U.S. Marshals sfidano Trump? Vendita di 6,3 milioni di dollari in Bitcoin scatena una "guerra nelle ombre" sul riserva strategica
Un importante battaglia legale si sta profilando dopo che sono emerse notizie secondo cui i procuratori federali hanno liquidato oltre 6,3 milioni di dollari in Bitcoin, violando direttamente l'Ordine Esecutivo 14233.
Firmato dal presidente Trump nel marzo 2025, l'ordine vieta esplicitamente la vendita dei Bitcoin detenuti dal governo, stabilendo la loro conservazione nella nuova Riserva Strategica Bitcoin degli Stati Uniti.

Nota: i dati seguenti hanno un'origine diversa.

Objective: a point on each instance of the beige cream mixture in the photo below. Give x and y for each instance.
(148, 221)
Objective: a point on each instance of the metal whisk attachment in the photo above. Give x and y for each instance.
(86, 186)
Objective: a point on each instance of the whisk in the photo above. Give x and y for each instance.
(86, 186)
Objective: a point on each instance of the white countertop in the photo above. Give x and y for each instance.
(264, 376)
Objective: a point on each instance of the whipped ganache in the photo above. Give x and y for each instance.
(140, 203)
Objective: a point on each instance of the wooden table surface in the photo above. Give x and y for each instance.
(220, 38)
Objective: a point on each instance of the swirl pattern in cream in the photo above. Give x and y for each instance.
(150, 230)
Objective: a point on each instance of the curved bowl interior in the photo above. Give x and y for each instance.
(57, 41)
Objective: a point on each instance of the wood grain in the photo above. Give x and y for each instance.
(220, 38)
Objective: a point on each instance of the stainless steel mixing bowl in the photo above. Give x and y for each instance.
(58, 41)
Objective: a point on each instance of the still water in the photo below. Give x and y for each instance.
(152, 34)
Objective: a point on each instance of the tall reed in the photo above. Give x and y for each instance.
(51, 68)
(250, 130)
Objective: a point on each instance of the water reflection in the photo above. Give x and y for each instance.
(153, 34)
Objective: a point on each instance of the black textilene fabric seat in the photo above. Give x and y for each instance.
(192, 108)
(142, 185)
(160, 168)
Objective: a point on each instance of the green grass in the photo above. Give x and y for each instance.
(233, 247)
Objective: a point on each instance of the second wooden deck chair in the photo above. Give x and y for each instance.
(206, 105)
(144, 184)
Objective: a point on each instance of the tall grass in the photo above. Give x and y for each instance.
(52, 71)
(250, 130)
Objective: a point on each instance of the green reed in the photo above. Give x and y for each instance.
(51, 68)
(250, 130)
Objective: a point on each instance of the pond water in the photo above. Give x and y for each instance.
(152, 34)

Nonostante ciò, si riferisce che il Servizio dei Marshal degli Stati Uniti (USMS) abbia trasferito 57,5 BTC dal caso di sequestro del portafoglio Samourai a Coinbase Prime per una vendita immediata.
Perché è importante:
La violazione: l'OE 14233 era stato concepito per trasformare gli Stati Uniti in una "potenza Bitcoin" accumulando beni sequestrati. Questa vendita suggerisce che alcuni enti federali potrebbero agire in aperta violazione dell'Amministrazione della Casa Bianca.
Il bersaglio: il Bitcoin era stato sequestrato da Keonne Rodriguez e William Hill, fondatori del portafoglio Samourai con focus sulla privacy, condannati alla fine del 2025.
Le conseguenze: gli esperti definiscono questo atto un "atto di sabotaggio istituzionale" contro la riserva strategica, scatenando richieste di un'indagine immediata sul Dipartimento di Giustizia.
Si tratta di un errore burocratico o di un'iniziativa deliberata per svuotare la riserva prima che possa espandersi appieno?